One weekend in 1955, Curtis’ band was playing outside a Ford dealership on West Seventh Street in Fort Worth while KNOK DJ Big Jim Randolph was broadcasting live from inside. Seeing the crowd’s response to the Weatherford teens, Randolph invited the band to play a couple of songs over the radio. Soon, said Curtis, “people were calling [the station] from everywhere,” and traffic on West Seventh had picked up dramatically. Impressed, Randolph promised to use his connections to help secure a record deal for Curtis.

A few weeks later, Mac was summoned to the principal’s office again — this time, to receive a long-distance call from Randolph. “You’ve got a contract with King Records,” said the DJ. “Come to Dallas tonight. [Producer] Ralph Bass is here to record you.” Curtis and his band drove to a motel on Harry Hines Boulevard and cut two songs that night . Bass produced a string of hits for Curtis that included “If I Had Me a Woman,” “Grandaddy’s Rockin’,” and “You Ain’t Treatin’ Me Right.” The records wowed legendary DJ Alan Freed, who booked Curtis’ band for the 1956 Christmas Jubilee extravaganza at the Brooklyn Paramount.

Curtis started spinning records for Weatherford station KZEE in 1957, but by year’s end he was in the Army, shipping out for Korea.
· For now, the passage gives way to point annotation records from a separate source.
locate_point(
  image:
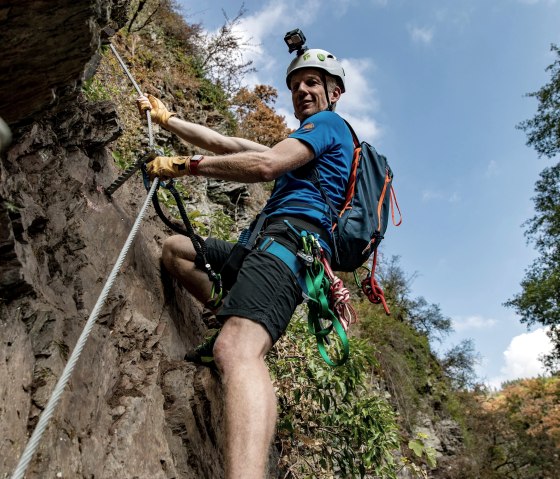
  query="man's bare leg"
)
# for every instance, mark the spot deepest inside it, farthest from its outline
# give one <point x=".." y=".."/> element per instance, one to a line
<point x="178" y="255"/>
<point x="250" y="401"/>
<point x="239" y="351"/>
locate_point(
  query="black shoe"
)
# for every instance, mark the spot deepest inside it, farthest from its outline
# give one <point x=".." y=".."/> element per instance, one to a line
<point x="203" y="354"/>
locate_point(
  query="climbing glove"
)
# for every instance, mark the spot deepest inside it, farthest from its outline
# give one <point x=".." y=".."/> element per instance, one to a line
<point x="158" y="110"/>
<point x="168" y="167"/>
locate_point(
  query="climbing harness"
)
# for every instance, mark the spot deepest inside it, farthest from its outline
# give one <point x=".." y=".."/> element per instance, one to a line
<point x="327" y="298"/>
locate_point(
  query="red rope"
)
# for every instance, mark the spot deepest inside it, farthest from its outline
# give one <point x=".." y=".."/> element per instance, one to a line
<point x="372" y="289"/>
<point x="340" y="298"/>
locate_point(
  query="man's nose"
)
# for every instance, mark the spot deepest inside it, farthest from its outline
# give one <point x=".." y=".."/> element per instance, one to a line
<point x="301" y="89"/>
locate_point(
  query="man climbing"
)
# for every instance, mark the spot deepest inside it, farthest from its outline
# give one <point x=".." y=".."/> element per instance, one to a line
<point x="265" y="293"/>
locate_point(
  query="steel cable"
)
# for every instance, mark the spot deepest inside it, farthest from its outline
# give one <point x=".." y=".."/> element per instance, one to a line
<point x="47" y="413"/>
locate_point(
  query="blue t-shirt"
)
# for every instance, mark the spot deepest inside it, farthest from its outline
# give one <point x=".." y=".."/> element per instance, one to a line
<point x="331" y="141"/>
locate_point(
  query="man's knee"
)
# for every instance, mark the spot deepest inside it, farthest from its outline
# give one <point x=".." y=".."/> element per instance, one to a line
<point x="241" y="341"/>
<point x="176" y="248"/>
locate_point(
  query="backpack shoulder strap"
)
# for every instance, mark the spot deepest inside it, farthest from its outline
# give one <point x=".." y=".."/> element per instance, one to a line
<point x="354" y="136"/>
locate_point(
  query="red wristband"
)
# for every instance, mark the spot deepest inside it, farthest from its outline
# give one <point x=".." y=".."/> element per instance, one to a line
<point x="193" y="164"/>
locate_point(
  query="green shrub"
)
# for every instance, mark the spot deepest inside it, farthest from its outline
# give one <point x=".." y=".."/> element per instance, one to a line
<point x="331" y="421"/>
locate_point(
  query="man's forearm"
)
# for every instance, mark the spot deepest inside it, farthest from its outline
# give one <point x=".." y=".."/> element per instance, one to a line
<point x="210" y="140"/>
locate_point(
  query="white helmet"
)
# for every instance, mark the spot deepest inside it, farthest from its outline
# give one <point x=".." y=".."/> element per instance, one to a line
<point x="321" y="59"/>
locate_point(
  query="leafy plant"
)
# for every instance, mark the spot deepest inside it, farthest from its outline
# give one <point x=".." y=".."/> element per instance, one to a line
<point x="95" y="90"/>
<point x="332" y="421"/>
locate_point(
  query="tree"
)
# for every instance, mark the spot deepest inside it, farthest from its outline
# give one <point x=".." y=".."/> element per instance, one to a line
<point x="539" y="300"/>
<point x="459" y="364"/>
<point x="257" y="119"/>
<point x="543" y="130"/>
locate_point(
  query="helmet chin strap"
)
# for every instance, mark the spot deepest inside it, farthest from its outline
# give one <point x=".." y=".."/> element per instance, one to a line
<point x="329" y="104"/>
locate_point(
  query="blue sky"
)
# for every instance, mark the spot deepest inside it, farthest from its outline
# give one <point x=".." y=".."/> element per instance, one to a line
<point x="438" y="86"/>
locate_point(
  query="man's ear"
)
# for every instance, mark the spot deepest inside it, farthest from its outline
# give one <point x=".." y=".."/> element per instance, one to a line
<point x="335" y="94"/>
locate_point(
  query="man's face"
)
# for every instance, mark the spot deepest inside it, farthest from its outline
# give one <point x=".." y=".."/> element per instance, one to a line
<point x="308" y="93"/>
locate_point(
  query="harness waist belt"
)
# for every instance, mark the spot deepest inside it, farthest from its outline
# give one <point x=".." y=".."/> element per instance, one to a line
<point x="303" y="224"/>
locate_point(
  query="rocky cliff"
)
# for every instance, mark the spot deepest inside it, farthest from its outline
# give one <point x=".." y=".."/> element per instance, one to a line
<point x="133" y="408"/>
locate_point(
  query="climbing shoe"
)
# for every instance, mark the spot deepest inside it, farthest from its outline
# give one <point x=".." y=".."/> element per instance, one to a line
<point x="203" y="354"/>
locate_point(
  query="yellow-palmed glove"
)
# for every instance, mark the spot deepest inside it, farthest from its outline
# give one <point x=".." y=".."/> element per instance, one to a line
<point x="158" y="110"/>
<point x="168" y="167"/>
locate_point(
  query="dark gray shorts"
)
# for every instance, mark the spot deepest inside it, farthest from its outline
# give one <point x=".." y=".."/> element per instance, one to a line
<point x="265" y="291"/>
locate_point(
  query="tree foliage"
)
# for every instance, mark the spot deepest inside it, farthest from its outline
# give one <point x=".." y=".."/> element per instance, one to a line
<point x="543" y="130"/>
<point x="257" y="119"/>
<point x="516" y="432"/>
<point x="539" y="300"/>
<point x="459" y="363"/>
<point x="222" y="57"/>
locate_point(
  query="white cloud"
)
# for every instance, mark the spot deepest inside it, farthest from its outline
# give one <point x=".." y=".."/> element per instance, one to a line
<point x="433" y="195"/>
<point x="421" y="34"/>
<point x="492" y="169"/>
<point x="454" y="198"/>
<point x="429" y="195"/>
<point x="522" y="357"/>
<point x="360" y="102"/>
<point x="534" y="2"/>
<point x="472" y="322"/>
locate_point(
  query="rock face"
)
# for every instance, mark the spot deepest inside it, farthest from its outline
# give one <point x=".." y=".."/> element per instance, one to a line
<point x="133" y="408"/>
<point x="45" y="46"/>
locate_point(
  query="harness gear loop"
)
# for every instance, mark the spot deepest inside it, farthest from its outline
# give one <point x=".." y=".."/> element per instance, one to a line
<point x="319" y="294"/>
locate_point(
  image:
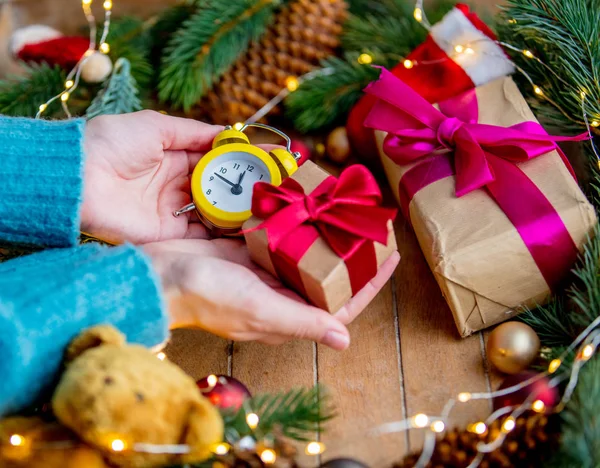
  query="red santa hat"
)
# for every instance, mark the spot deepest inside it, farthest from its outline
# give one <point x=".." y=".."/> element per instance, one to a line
<point x="39" y="43"/>
<point x="459" y="53"/>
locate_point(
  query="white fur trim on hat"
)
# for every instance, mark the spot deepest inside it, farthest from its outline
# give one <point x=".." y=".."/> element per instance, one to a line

His radio experience got him an assignment with the Armed Forces Radio Network in Seoul. Curtis’ schedule left him with enough free time to sing in a country band of off-duty GIs that played “every night and once on Sunday afternoon.”

While finishing up his Army hitch at Fort Hood, Curtis dee-jayed and ran record hops for a local station. Following his discharge in 1960, Curtis found that fans had abandoned rock in favor of sweeter sounds. Help came in the form of a call from a Killeen buddy who was working for a Grand Prairie station, and Curtis made the leap from music to a full-time radio career.

In 1971, Curtis was at station KLAC in Los Angeles when rockabilly enthusiast Ronny Weiser called, requesting an interview for his fanzine. He introduced Curtis to original Austin rockabilly Ray Campi, who’d had a hit with “Caterpillar” in 1956. Weiser released a living room recording of Curtis singing Rudy Grazzell’s “Ducktail” as a single on his fledgling Rollin’ Rock label and eventually released three Curtis LPs. Curtis toured Europe with Campi in 1977, as a rockabilly revival swept the Continent.

Since then, he’s been back to Europe more than 100 times, playing to enthusiastic fans, many of them too young to remember the first Rollin’ Rock tour, let alone the original rockabilly era. Still spry and in good voice at 64, granddaddy Mac Curtis is still rockin’.